What is a “daysman?” Who is it?
Sacred Scripture could not be clearer when it says, “For there is one God, and one mediator between God and men, the man Christ Jesus; Who gave himself a ransom for all, to be testified in due time” (1 Timothy 2:5,6). Apart from Jesus Christ’s crosswork on Calvary, we have no access to God. Therefore, for us to appeal to some other “mediator” is to have no mediator whatsoever! Such an outcome will be worse than had we not approached God at all.

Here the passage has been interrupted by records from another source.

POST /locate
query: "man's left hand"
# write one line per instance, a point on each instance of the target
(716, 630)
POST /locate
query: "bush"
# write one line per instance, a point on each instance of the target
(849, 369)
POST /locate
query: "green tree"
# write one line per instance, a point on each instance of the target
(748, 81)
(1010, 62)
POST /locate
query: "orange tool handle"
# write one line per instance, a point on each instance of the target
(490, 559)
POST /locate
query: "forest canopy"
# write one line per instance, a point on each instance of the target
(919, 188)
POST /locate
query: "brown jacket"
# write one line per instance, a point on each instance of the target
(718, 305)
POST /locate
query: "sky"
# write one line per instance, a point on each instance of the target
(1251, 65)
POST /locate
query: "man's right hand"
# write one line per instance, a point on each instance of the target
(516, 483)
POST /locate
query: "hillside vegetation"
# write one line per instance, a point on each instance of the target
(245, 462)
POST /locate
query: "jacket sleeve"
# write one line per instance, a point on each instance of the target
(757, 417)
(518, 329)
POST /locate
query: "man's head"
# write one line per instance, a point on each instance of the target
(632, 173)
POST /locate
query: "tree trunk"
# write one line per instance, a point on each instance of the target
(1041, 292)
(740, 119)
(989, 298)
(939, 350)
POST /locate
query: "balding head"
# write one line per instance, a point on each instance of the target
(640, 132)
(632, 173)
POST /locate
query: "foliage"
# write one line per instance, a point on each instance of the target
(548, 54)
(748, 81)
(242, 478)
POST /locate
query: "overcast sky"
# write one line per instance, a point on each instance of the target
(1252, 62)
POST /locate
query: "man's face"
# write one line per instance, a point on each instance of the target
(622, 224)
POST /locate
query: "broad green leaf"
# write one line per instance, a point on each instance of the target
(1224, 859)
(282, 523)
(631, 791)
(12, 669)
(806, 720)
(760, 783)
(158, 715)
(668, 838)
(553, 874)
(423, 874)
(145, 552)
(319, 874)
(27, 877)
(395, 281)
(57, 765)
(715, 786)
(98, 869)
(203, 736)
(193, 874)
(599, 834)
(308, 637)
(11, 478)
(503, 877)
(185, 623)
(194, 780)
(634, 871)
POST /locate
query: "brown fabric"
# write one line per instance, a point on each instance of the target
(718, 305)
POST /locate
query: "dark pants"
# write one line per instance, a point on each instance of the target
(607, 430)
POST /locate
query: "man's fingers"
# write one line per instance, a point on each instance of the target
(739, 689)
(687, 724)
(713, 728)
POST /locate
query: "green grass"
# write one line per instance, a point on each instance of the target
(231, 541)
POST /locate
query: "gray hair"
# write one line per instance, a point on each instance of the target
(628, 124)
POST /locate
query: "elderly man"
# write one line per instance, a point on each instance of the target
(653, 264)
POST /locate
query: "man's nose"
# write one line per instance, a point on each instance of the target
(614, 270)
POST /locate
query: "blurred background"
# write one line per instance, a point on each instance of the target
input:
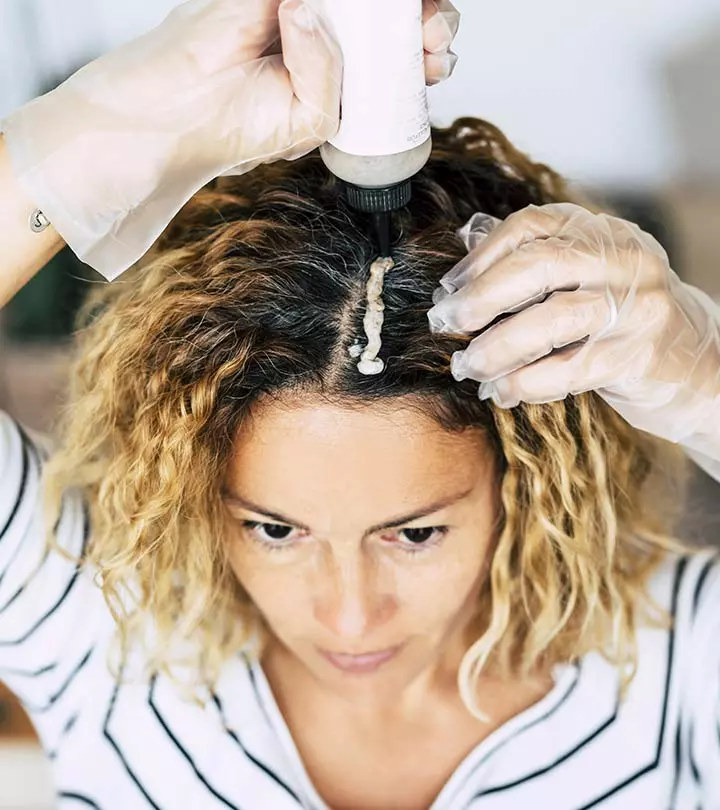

Dear friends, there will come a day when Christ-rejecters will stand before the God-Man they ignored. He will be their Judge, ready to punish them for their evil. It would have been far better for them not to know about Him, than for to know about Him and instead appeal to “patron saints” and “Mother Mary.” He will not take it lightly that they counted His perfect sacrifice at Calvary as insufficient, lacking in some way, needing supplemental enhancements. That they had the audacity to substitute the favor He offered them freely, with “good” works they and others did to merit that favor! We shudder to think of that dreadful day when He pronounces upon them those terrible words found in Matthew 25:41: “Depart from me, ye cursed, into everlasting fire, prepared for the devil and his angels!”
The Bible says God wants His Son, Jesus Christ, to have the “preeminence in all things” (Colossians 1:18). He is the central figure in creation, and He will not share His mediatorship with anyone. For which reason, no room is left for distracting characters such as “Mother Mary,” “Father Joseph,” “Saint” Jude, “Saint” Francis of Assisi, “Saint” Teresa, et cetera. All the religious speculation aside, friends, the Scriptures say we Christians are “accepted in the beloved [Christ]” (Ephesians 1:6). God has bestowed upon us divine favor because of the Lord Jesus. He is enough for us, and we are enough in Him. After all, He is “the Daysman!”